When my daughter went off to college I remember a friend asking me if I was experiencing “Empty Nest Syndrome.” I told her no because I always believed Angela did not belong to me but was merely loaned to me for safekeeping until she reached adulthood. My job was to protect her and guide her so she one day could stand on her own and take care of herself.
I recently heard a Garth Brooks song about his dad doing just that. The verse goes, “You can help them find their wings but you can’t fly for them. If they’re not free to fall they’re not free at all.” This struck a cord with me because I have always felt this way about being a mom. No parent wants to see their children hurt or struggle, but the hurt and struggle is where they find their wings. The hurt and struggle is where they grow and learn. Anyone can handle the good times. It is the times of strife where we grow.

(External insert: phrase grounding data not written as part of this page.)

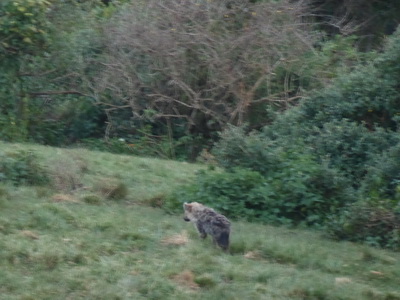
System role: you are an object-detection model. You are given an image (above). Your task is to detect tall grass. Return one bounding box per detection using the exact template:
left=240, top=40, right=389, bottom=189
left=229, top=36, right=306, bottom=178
left=0, top=143, right=400, bottom=300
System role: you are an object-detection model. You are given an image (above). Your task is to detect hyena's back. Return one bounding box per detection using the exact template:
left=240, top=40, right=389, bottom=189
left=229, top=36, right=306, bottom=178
left=184, top=202, right=231, bottom=250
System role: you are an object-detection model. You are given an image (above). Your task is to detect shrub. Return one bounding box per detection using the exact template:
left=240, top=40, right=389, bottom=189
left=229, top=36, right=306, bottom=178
left=166, top=164, right=354, bottom=224
left=0, top=151, right=49, bottom=185
left=328, top=201, right=400, bottom=250
left=95, top=178, right=128, bottom=200
left=361, top=143, right=400, bottom=200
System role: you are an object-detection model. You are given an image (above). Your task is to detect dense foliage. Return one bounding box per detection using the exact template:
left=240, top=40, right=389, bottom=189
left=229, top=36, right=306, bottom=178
left=167, top=31, right=400, bottom=249
left=0, top=0, right=400, bottom=248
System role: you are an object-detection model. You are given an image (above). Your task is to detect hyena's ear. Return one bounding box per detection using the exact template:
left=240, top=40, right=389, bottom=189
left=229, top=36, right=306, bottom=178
left=183, top=202, right=192, bottom=212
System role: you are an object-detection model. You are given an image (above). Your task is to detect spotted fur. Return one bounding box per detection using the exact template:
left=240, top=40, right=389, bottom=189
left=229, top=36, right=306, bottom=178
left=183, top=202, right=231, bottom=251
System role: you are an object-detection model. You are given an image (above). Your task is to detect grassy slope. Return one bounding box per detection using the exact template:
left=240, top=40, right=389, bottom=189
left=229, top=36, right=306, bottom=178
left=0, top=143, right=400, bottom=300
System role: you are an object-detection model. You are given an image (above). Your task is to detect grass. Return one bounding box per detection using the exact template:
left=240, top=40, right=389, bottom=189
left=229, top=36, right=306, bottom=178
left=0, top=143, right=400, bottom=300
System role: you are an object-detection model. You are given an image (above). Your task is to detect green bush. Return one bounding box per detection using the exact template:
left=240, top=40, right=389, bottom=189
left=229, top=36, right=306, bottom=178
left=0, top=151, right=49, bottom=185
left=166, top=163, right=354, bottom=225
left=328, top=201, right=400, bottom=250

When Angela was a little girl she was ridiculed by her classmates and no one would include her or play with her. I watched my confident toddler lose her confidence in herself. I tried to find answers from her teachers but to no avail. I just had to watch and let her know I was there for her and reinforce how special I thought she was. What I did not know is Angela had ADHD. This affected her ability to interact with her classmates and self-police her behavior. She was not diagnosed until she was a junior in college. During her school years I was hard on her when she failed to complete her school assignments. It felt like I always had to punish her for bad behavior. Once she reached middle school I came up with “the homework book.” This was a checks and balances system to ensure her homework was completed daily. This did the trick. By 9th grade she was on her own and she did well enough in high school to be accepted to college. Although, she struggled in college she did graduate. When she received the diagnosis of ADHD she was upset that she would have to deal with this for the rest of her life. I explained to her she should be proud of the fact she was able to achieve 3 years of college without diagnosis. I told her this was quite an accomplishment as most students with ADHD (undiagnosed) don’t get through their first year. I reminded her she was dealing with it before her diagnosis. The only difference was now she knew what was wrong and could educate herself on healthy ways to deal with it.

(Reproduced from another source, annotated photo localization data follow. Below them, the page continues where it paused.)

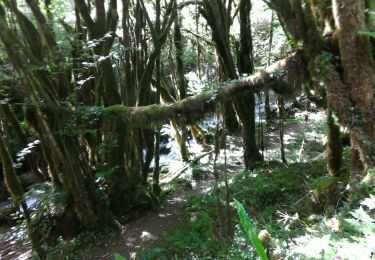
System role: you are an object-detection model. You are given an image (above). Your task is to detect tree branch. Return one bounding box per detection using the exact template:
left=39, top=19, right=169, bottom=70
left=102, top=52, right=307, bottom=128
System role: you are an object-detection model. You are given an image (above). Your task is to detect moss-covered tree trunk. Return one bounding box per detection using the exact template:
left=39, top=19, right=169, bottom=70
left=235, top=0, right=263, bottom=169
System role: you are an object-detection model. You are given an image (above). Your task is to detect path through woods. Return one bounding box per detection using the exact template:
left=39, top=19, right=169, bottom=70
left=0, top=112, right=324, bottom=260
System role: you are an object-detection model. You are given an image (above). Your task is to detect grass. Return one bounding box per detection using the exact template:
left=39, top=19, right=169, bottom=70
left=143, top=112, right=375, bottom=259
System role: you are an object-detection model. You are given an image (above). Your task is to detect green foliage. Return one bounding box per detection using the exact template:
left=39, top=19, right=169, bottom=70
left=281, top=196, right=375, bottom=259
left=113, top=253, right=126, bottom=260
left=234, top=200, right=268, bottom=260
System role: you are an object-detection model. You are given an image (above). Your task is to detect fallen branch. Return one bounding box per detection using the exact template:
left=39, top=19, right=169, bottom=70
left=103, top=52, right=307, bottom=128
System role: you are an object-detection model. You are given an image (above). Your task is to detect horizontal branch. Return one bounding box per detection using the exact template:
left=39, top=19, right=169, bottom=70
left=103, top=52, right=307, bottom=128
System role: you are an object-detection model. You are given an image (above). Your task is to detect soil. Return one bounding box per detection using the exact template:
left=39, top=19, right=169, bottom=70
left=0, top=110, right=323, bottom=260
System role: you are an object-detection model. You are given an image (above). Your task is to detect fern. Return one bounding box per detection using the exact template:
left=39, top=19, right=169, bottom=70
left=234, top=200, right=268, bottom=260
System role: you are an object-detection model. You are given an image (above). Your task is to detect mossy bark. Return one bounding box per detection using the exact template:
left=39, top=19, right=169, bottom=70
left=326, top=108, right=343, bottom=177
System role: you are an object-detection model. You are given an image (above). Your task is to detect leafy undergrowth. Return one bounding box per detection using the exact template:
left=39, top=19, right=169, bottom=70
left=141, top=114, right=375, bottom=259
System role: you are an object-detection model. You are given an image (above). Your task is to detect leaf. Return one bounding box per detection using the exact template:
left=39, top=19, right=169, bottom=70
left=361, top=195, right=375, bottom=210
left=113, top=253, right=126, bottom=260
left=234, top=199, right=268, bottom=260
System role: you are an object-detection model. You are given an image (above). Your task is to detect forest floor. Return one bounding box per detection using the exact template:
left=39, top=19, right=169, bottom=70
left=0, top=110, right=324, bottom=260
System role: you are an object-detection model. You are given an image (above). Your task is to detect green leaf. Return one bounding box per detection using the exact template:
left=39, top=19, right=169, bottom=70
left=113, top=253, right=126, bottom=260
left=234, top=199, right=268, bottom=260
left=361, top=195, right=375, bottom=210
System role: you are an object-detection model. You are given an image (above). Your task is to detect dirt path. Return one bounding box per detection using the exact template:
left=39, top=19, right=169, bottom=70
left=88, top=175, right=214, bottom=260
left=0, top=110, right=321, bottom=260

I spoke with a counselor on this subject as I did not want to be an enabler in Angela’s life. I wanted to be there for her but in a positive and supportive way. Angela is now 35 and has successfully taken care of herself and lives on her own. She is not only a beautiful woman but a strong and capable one as well. When she lost her dad in 2008 I allowed her to comfort me. I think this made her feel like she could be there for me as I was there for her.
Had I tried to protect Angela from pain and disappointment I believe I would have crippled her and she would not be the amazing woman she is. As parents I believe we only need to let our children know we support them and let them know they have a safe place to fall when needed.
Remember, we too were someone’s child. Think back in your life, where did you grow the most? Not from the good and happy stuff, but from your struggles and triumphs. The biggest gift we can give our children is letting them try and fail. It is only then they truly succeed.